良い意味で、案外こういう屈託の無い言葉は肩の力を抜くのには丁度良いようだ。
「マジで言ってないだろ?」
 口の端を吊り上げ、横目で生徒を見やれば、まぁ、確かにと思ったとおりの返事が帰ってきて、逆に玲陽の笑いのツボをおさえる。

「や、まぁたまたまへこんでそうな奴もいる事だし、声かけてみただけ。 邪魔だったか?」
 たとえ邪魔だと言っても気にしなさそうな彼の言葉を玲陽は少し考え、そして首を横に振る事で返事を返す。

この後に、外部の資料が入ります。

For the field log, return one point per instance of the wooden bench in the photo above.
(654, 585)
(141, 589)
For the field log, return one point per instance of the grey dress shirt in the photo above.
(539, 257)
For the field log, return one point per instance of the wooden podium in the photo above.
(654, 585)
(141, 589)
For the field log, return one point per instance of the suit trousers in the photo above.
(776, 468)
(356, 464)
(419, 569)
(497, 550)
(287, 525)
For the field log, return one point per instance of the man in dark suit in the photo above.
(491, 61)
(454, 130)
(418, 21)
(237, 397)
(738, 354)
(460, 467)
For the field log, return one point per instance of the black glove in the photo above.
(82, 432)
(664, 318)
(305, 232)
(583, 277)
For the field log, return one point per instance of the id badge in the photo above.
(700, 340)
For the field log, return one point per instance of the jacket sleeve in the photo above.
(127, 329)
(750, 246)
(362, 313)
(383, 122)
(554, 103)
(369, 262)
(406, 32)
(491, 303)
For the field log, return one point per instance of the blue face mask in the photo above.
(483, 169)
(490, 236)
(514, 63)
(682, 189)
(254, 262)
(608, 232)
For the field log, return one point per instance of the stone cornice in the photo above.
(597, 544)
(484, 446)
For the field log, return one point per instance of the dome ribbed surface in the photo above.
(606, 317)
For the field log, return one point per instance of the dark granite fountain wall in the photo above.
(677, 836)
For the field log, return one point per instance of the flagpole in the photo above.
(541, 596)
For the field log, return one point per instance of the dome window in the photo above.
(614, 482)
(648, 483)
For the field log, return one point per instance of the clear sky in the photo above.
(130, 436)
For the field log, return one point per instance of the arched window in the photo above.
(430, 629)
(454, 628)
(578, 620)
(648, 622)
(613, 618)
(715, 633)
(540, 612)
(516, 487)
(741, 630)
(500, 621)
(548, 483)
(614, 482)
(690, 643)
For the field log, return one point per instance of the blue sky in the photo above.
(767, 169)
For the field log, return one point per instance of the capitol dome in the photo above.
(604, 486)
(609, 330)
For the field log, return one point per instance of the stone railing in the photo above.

 暫くぶりの友達という関係。相手はそう思わずとも玲陽にとってはあの日圭登との事があってからクラスにも顔を出せずにただ日々を中庭という場所で過ごしていたのだから、心が和むと言ってしまえば相手に失礼だろうか。
「そういうお前もサボりだろ?」
 いつもの調子が戻ってきて、口の端を人懐っこく吊り上げてみせればどうやら図星だったらしい、一瞬丸く見開かれた目は一度微笑み。
「当たり。 夏軌は勘がいいなぁ…」
「勘じゃなくてもこの時間にここに居ればわかるって」
 思わず笑い出しそうになる会話を頭を抱えながら笑って、玲陽はふと生徒の顔を覗きこむ。体躯も肌の色も全く違うというのに。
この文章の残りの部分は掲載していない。